Every click or form submission took 30-60 seconds. Traditional web apps respond in 10-100 milliseconds. That's 300-6000x slower. Each request cost $0.01-0.05 in API tokens—100-1000x more expensive than traditional compute. The AI spent 75-85% of its time reasoning, forgot what UI it generated 5 seconds ago, and when it hallucinated broken SQL that was an immediate 500 error. Colors drifted between requests. Layouts changed. I tried prompt engineering tricks like "⚡ THINK QUICKLY" and it made things slower because the model spent more time reasoning about how to be fast.

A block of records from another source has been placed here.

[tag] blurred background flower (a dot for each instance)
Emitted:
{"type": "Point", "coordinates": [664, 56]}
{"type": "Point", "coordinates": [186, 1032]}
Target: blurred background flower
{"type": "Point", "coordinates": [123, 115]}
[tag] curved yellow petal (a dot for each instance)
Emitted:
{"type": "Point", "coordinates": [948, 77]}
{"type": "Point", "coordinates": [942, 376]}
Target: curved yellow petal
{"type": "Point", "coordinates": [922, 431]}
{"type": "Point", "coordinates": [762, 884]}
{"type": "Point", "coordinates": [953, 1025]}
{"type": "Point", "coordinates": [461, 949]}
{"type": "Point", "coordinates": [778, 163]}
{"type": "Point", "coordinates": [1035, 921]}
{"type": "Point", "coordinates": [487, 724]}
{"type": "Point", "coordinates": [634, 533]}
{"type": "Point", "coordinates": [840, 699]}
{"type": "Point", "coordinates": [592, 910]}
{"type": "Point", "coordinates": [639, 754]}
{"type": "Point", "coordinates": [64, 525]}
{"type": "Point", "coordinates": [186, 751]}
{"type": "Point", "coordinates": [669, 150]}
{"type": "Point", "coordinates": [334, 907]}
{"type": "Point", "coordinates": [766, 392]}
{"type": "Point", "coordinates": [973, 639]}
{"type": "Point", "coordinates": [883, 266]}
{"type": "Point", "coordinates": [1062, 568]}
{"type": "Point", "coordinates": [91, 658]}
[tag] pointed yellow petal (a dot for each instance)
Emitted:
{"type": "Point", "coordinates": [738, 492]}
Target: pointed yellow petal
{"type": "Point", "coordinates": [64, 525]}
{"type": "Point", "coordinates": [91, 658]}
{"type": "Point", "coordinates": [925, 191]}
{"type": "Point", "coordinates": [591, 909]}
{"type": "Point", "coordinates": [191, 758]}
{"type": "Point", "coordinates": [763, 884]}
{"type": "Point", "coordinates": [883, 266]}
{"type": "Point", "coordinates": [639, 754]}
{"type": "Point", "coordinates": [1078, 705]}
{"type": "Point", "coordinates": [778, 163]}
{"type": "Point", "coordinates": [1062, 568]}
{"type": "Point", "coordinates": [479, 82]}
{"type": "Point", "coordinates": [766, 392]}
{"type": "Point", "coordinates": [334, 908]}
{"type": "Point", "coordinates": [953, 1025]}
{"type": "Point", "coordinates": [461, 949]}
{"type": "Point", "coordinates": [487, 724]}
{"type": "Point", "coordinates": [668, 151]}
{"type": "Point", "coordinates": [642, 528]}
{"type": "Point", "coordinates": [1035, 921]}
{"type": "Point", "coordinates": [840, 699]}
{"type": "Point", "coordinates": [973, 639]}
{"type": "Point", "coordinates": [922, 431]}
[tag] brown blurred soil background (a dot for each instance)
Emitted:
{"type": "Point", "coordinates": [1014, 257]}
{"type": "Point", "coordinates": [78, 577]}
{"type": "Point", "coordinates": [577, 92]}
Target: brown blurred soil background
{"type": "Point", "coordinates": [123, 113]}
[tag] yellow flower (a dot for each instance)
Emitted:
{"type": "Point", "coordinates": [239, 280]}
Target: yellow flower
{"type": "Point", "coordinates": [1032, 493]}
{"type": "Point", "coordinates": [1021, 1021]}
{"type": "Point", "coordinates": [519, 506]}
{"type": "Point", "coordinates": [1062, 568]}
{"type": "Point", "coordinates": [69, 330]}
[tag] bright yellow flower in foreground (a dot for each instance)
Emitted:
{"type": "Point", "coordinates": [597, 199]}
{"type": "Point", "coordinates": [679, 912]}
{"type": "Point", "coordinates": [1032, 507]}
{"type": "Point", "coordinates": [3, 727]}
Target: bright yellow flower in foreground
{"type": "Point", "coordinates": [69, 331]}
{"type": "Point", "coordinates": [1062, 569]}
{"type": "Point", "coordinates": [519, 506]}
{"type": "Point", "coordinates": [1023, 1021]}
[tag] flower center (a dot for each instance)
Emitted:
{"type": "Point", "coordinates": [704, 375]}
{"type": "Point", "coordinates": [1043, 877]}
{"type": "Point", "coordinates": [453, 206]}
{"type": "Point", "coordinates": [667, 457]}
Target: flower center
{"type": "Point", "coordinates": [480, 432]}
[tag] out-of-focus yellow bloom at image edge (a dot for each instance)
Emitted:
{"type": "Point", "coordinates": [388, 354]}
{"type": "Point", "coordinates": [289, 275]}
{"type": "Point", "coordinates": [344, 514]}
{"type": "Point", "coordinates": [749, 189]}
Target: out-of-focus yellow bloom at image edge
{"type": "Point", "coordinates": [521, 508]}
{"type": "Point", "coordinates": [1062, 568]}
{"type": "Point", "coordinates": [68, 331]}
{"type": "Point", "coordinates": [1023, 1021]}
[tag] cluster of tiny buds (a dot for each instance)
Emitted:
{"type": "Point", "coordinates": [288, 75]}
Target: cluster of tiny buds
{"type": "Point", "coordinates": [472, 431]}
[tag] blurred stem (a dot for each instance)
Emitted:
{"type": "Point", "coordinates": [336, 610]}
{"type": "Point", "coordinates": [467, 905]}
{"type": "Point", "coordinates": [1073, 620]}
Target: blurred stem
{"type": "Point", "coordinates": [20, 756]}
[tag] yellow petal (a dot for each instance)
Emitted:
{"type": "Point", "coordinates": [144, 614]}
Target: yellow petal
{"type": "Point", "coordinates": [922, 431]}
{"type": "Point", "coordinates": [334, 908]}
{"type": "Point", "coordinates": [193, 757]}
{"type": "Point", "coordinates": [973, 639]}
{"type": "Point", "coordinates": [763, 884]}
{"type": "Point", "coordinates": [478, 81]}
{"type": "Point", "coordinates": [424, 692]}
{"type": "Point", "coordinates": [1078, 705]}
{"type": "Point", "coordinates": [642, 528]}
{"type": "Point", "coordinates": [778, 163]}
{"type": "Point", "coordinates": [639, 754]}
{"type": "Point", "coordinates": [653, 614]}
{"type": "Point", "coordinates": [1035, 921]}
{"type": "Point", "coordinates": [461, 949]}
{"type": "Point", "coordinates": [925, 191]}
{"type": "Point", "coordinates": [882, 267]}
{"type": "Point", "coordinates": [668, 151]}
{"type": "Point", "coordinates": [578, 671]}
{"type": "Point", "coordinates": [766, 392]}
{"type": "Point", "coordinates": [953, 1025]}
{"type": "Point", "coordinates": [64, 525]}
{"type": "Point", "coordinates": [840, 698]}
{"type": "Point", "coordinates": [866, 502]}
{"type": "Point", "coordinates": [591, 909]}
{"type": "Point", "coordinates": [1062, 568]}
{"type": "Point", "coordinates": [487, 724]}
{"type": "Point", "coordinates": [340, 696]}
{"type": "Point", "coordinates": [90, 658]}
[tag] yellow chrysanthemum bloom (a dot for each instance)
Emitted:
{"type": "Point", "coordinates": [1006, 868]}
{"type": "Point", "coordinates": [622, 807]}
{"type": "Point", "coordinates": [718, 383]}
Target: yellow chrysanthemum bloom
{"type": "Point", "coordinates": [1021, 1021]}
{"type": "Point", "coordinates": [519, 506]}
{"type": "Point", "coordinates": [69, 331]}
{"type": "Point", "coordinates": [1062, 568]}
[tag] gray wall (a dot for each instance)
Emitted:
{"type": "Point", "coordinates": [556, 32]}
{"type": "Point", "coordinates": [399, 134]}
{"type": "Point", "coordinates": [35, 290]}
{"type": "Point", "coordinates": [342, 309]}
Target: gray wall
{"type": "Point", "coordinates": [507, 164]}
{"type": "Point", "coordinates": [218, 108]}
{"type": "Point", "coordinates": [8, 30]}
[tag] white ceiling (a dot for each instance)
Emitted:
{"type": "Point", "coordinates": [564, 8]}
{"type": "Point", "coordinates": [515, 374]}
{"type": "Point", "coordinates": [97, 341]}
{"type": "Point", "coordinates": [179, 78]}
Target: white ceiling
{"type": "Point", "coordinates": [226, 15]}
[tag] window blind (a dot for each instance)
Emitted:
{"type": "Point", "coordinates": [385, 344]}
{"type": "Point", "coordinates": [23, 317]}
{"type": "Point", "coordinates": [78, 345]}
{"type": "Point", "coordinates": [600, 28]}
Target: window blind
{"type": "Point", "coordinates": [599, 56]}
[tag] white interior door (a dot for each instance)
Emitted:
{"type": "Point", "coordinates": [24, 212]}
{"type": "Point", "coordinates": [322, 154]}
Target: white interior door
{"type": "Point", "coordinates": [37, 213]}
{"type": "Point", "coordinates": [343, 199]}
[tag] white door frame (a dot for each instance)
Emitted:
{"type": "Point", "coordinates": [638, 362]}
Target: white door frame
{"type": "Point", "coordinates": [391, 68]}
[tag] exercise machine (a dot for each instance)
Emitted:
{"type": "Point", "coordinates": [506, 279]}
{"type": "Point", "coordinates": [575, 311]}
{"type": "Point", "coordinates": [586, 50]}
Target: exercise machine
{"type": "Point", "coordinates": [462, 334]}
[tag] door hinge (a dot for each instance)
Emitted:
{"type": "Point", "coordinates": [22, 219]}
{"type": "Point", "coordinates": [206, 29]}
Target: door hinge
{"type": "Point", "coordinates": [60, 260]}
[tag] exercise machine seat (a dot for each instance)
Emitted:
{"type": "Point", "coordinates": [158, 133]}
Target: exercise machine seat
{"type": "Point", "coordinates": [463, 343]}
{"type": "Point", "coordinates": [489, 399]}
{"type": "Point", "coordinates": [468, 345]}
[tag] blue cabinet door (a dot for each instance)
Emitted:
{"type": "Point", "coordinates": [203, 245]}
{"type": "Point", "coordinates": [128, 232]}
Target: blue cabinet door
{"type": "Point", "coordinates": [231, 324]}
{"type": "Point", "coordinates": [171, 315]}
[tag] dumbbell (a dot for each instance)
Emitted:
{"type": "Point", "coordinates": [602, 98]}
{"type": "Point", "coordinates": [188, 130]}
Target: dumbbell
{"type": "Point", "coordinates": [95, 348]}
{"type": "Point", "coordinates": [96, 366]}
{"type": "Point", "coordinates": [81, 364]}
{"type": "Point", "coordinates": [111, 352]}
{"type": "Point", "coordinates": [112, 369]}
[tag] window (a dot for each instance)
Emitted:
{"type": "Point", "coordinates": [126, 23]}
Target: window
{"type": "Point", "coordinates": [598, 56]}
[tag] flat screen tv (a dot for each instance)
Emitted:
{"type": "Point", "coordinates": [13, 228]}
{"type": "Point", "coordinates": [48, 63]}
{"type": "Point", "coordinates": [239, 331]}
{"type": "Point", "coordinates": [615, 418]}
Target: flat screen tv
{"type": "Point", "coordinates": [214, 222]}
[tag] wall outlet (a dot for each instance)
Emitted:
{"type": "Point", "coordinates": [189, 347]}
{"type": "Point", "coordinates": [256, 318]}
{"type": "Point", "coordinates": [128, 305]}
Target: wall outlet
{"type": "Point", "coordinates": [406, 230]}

But despite all that, forms actually submitted correctly. Data persisted across restarts. The UI was usable. APIs returned valid JSON. User feedback got implemented. The AI invented, without any examples, sensible database schemas with proper types and indexes, parameterized SQL queries that were safe from injection, REST-ish API conventions, responsive Bootstrap layouts, form validation, and error handling for edge cases. All emergent behavior from giving it three tools and a prompt.

So yes, the capability exists. The AI can handle application logic. It's just catastrophically slow, absurdly expensive, and has the memory of a goldfish.

The capability exists. The AI can handle application logic.

The problems are all performance: speed (300-6000x slower), cost (100-1000x more expensive), consistency (no design memory), reliability (hallucinations → errors).

But these feel like problems of degree, not kind:

  • Inference: improving ~10x/year
  • Cost: heading toward zero
  • Context: growing (eventual design memory?)
  • Errors: dropping

But the fact that I built a working CRUD app with zero application code, despite it being slow and expensive, suggests we might be closer to "AI just does the thing" than "AI helps write code."

In this project, what's left is infrastructure: HTTP setup, tool definitions, database connections. The application logic is gone. But the real vision? 120 inferences per second rendering displays with constant realtime input sampling. That becomes the computer. No HTTP servers, no databases, no infrastructure layer at all. Just intent and execution.

I think we don't realize how much code, as a thing, is mostly transitional.


.env:

LLM_PROVIDER=anthropic
ANTHROPIC_API_KEY=sk-ant-...
ANTHROPIC_MODEL=claude-3-haiku-20240307

Visit http://localhost:3001. First request: 30-60s.

What to try:

Check out prompt.md and customize it. Change what app it builds, add features, modify the behavior. That's the whole interface.

Out of the box it builds a contact manager. But try:

  • /game - Maybe you get a game?
  • /dashboard - Could be anything
  • /api/stats - Might invent an API
  • Type feedback: "make this purple" or "add a search box"

⚠️ Cost warning: Each request costs $0.001-0.05 depending on model. Budget accordingly.